What exactly is a corporate bond?
A corporate bond is a security for a bond loan to a company and is issued by the company itself. Companies issue bonds to finance their business activities .
There are various options for a company to arrange financing. Instead of taking out a loan from a bank, a company can choose to issue bonds. A corporate bond is nothing more than a debt acceptance by a company for a loan received in the form of a security . This gives the holder of a bond proof that entitles him to a payment in due time.
A corporate bond therefore always has a certain term , after which the company must repay the borrowed money and the debt is settled. Just as with any other loan, interest is owed to the lender, so a company must also periodically pay interest on the money that is borrowed in the form of corporate bonds. This forms the yield .
The profit that can be realized with corporate bonds is usually lower than that of shares or options. But it is also a less risky form of investment. It can be said that corporate bonds yield a higher return , compared to government bonds. This higher return is caused by the higher risk that the holder of a bond runs that a company can go bankrupt. In the business world, the chance of this happening is much greater. There is no more payout and the investment is forfeited in the event of bankruptcy. To compensate for this risk, a higher interest rate is set for a bond.
What is the difference between stocks and corporate bonds?

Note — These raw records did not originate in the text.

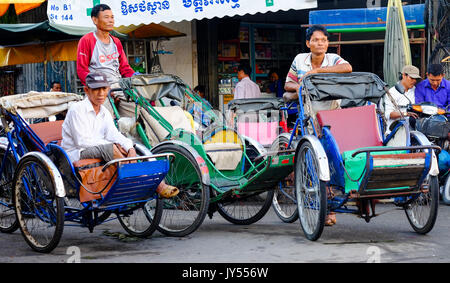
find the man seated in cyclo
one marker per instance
(317, 61)
(100, 51)
(436, 89)
(410, 75)
(88, 132)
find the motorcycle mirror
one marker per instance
(400, 88)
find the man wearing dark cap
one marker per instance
(410, 75)
(435, 88)
(100, 51)
(89, 131)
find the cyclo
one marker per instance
(342, 158)
(215, 168)
(41, 189)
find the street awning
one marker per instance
(21, 6)
(137, 12)
(38, 53)
(41, 42)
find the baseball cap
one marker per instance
(97, 80)
(411, 71)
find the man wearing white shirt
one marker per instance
(317, 61)
(246, 88)
(89, 131)
(410, 75)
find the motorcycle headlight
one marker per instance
(429, 110)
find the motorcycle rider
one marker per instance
(410, 75)
(435, 88)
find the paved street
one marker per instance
(387, 238)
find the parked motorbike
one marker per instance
(434, 124)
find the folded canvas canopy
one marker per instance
(38, 104)
(255, 104)
(353, 88)
(370, 19)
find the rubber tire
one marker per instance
(434, 191)
(294, 216)
(15, 225)
(320, 222)
(58, 203)
(446, 191)
(205, 191)
(154, 221)
(260, 214)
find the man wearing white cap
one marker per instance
(410, 75)
(89, 131)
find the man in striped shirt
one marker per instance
(317, 61)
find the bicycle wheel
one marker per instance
(184, 213)
(40, 212)
(284, 200)
(311, 192)
(8, 220)
(422, 210)
(446, 191)
(247, 210)
(138, 222)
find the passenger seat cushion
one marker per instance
(94, 179)
(174, 115)
(225, 156)
(352, 128)
(49, 131)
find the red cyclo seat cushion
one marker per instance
(49, 131)
(352, 128)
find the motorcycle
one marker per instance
(434, 124)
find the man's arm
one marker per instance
(419, 95)
(124, 67)
(113, 135)
(340, 68)
(84, 54)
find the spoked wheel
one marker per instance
(247, 210)
(184, 213)
(284, 200)
(422, 209)
(446, 191)
(138, 222)
(40, 212)
(8, 220)
(311, 192)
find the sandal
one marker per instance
(168, 191)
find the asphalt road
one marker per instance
(387, 238)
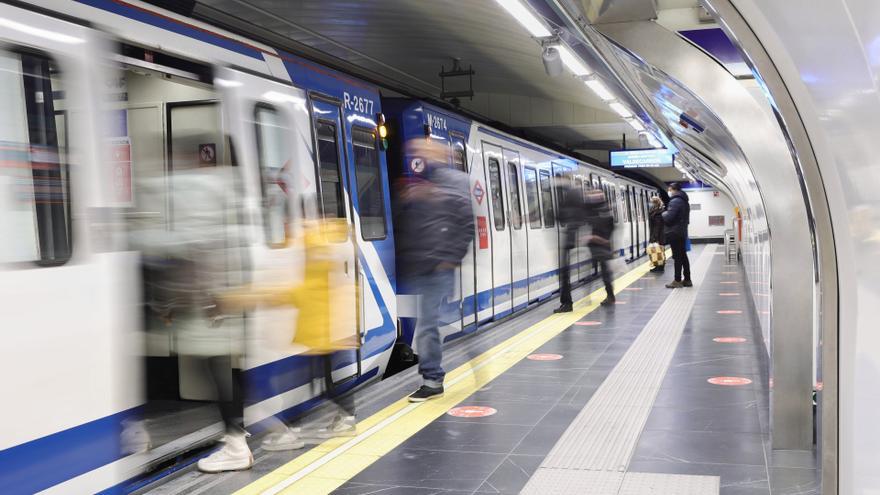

While corporate bonds are issued to finance certain business activities , shares are issued to increase equity . Shareholders are then entitled to a profit distribution . The return on a corporate bond does not fluctuate with the profit that a company makes. There is a fixed, predetermined interest rate. Sometimes corporate bonds are convertible . This means that these bonds of the company in question can in some cases be exchanged for shares of the company in question.

Risks and returns of corporate bonds
The biggest risk that bonds generally pose is that you will not receive back the amount lent, i.e. the investment . Since risk and return are directly related, a higher risk is also rewarded with a higher interest payment . It then becomes more attractive to invest money in a riskier investment. We therefore see lower interest payments on government bonds, because governments are still seen as very creditworthy. The fact that this is sometimes not the case often plays a subordinate role in the consideration.
If you want to buy corporate bonds , it is best to first study the ratings that agencies such as Standard & Poor’s, Moody’s and Fitch assign to the creditworthiness of large companies. The AAA status , also known as the triple A , is the safest and the DDD status the least safe. This allows you to determine the risks and take them into account when taking out bonds. On the website of Standard & Poor’s you can view the different ratings of various companies and governments.